Now, when working in the Products Industry, it's a different story. The acronym MVP is everywhere. And is one of the most important things to have written in the back of your head all the time. Particularly, if the product you're developing is complex and has lots of impact, the issue is even more relevant. All the time you get pinged with quotes like "it should have this", "it's missing this part" or "users will want this". More relevant, Alpha, Beta, whatever testers will start to throw feedback at you saying "this feature is mandatory, we need it". Even when there's a workaround, they'll say it's fundamental. And that's when you have to stop and rationalize: Yes, I understand that the feature is really important. BUT, should it be part of the MVP? What will we have to leave behind to implement this (because we want to stick to our release date)? This is crucial. If you don't do this exercise whenever some feedback comes in, it's complicated. Your backlog won't stop growing and growing and growing.

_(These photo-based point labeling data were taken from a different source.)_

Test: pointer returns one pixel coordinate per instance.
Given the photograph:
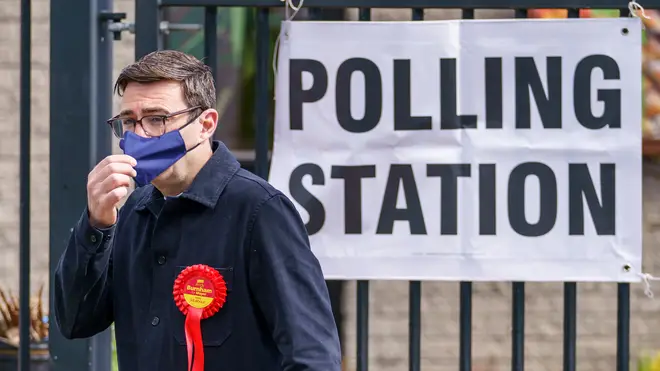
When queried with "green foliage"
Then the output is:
(649, 363)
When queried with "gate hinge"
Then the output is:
(115, 24)
(166, 27)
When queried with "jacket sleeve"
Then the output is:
(288, 286)
(82, 282)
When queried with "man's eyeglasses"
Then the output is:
(152, 125)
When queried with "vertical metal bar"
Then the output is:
(211, 40)
(623, 306)
(570, 298)
(101, 144)
(415, 326)
(518, 312)
(465, 327)
(518, 327)
(262, 92)
(363, 326)
(363, 286)
(72, 111)
(148, 37)
(415, 292)
(570, 325)
(623, 327)
(465, 315)
(26, 121)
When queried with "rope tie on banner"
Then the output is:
(635, 10)
(646, 280)
(288, 6)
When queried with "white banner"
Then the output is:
(464, 150)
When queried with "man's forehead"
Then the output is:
(160, 97)
(146, 110)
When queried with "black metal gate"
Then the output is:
(81, 85)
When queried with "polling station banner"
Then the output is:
(464, 150)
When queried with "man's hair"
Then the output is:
(194, 76)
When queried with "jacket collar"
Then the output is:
(207, 185)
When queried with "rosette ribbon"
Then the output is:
(199, 293)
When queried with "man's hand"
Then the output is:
(107, 184)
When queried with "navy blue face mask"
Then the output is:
(154, 155)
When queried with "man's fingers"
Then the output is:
(113, 168)
(113, 181)
(112, 198)
(113, 159)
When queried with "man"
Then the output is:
(193, 205)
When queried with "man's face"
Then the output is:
(162, 98)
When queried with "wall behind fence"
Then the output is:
(389, 301)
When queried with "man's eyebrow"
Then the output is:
(145, 111)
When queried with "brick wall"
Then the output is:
(388, 303)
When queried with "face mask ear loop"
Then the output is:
(284, 30)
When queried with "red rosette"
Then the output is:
(199, 293)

So, when you look at a product and think: "Why... why didn't these guys just implement this? It was so simple!". Just rationalize: "It probably wasn’t because they didn't think of it. They just had to balance between this feature or some other very important that you are using."

Why, Why?!

Friday, August 5, 2016

Why I read e-mails while on vacations

Everyone has that colleague that can just "switch off" from work as soon as he leaves the office. It's like when they leave the office, they don't have any memory of where they work. I totally respect them. And not only because it's the right thing to do but because it's healthier. I feel the same way: for me, "I work for living and not live for work". I LOVE what I do, but if I had 10 million in a banking account, there's 34234 things I would like to do in my life other than work. Even in IT, I can think of 340 technical books I would like to read, 700 technologies I would like to learn just for fun and 890 systems I would have the time of my life implementing. Just simple things like an automation system for my home or smart traffic lights that know when an ambulance is nearby and switches the lights to give it priority. It would be fun! Nevertheless, I LOVE my work!

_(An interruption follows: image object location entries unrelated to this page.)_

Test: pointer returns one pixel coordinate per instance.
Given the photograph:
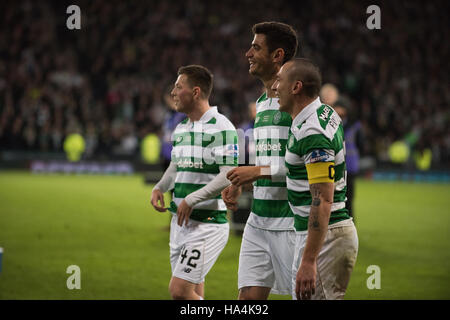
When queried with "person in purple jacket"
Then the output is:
(172, 119)
(354, 140)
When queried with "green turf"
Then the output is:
(105, 225)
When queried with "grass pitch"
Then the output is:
(106, 226)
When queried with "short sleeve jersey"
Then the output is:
(199, 149)
(316, 136)
(270, 209)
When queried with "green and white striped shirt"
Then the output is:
(199, 149)
(316, 135)
(270, 209)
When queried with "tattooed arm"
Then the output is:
(319, 216)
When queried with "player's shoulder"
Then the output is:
(324, 121)
(182, 125)
(221, 122)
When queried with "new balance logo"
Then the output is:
(187, 270)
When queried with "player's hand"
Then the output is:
(158, 196)
(305, 281)
(230, 195)
(183, 213)
(242, 175)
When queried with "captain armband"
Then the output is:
(320, 172)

So, I can totally relate to my beloved coworkers that have the "switch". I don't have. I'm that guy that goes home thinking "why was that algorithm not working", "what can I do to improve the team's spirit" or "why didn't we do it the other way". Is it better or worse than the switch? It's just a different way of connecting to your work.

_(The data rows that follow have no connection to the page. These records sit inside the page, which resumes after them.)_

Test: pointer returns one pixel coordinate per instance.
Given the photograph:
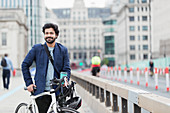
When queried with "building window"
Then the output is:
(144, 1)
(132, 38)
(4, 39)
(132, 47)
(145, 56)
(131, 18)
(144, 18)
(138, 47)
(132, 57)
(145, 47)
(145, 28)
(139, 38)
(131, 9)
(131, 1)
(145, 37)
(75, 55)
(132, 28)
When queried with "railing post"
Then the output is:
(124, 106)
(93, 93)
(107, 103)
(115, 103)
(137, 109)
(97, 92)
(101, 95)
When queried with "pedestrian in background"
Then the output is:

Vacation time is just a little different. I think about work anyway, but in a more scattered way. I do read e-mails every day. Crazy? Well, no. I know that my team can live without me with no problem. I know they won't bother me unless it's critical. But I read e-mails. I read e-mails because I have a team. Because even though I'm not physically near them, it's still my team. Their success is my success. Their happiness will make my life better. If there's an e-mail that they can answer, I'm not answering. But if there's an e-mail that I know if I answer I'll help them be more efficient (because I know something more about the topic or whatever), then I'm stepping in and dropping my "2 cents" to help them. And by team, it's not just the ones closer to me. It's the whole company.

So, is it better than the switch? Again, it's just another way to look at work. I would like to have the switch, but unfortunately I don't have. I do have a huge respect for the ones that have it.

Stress is not the problem: it's how you deal with it that makes the difference.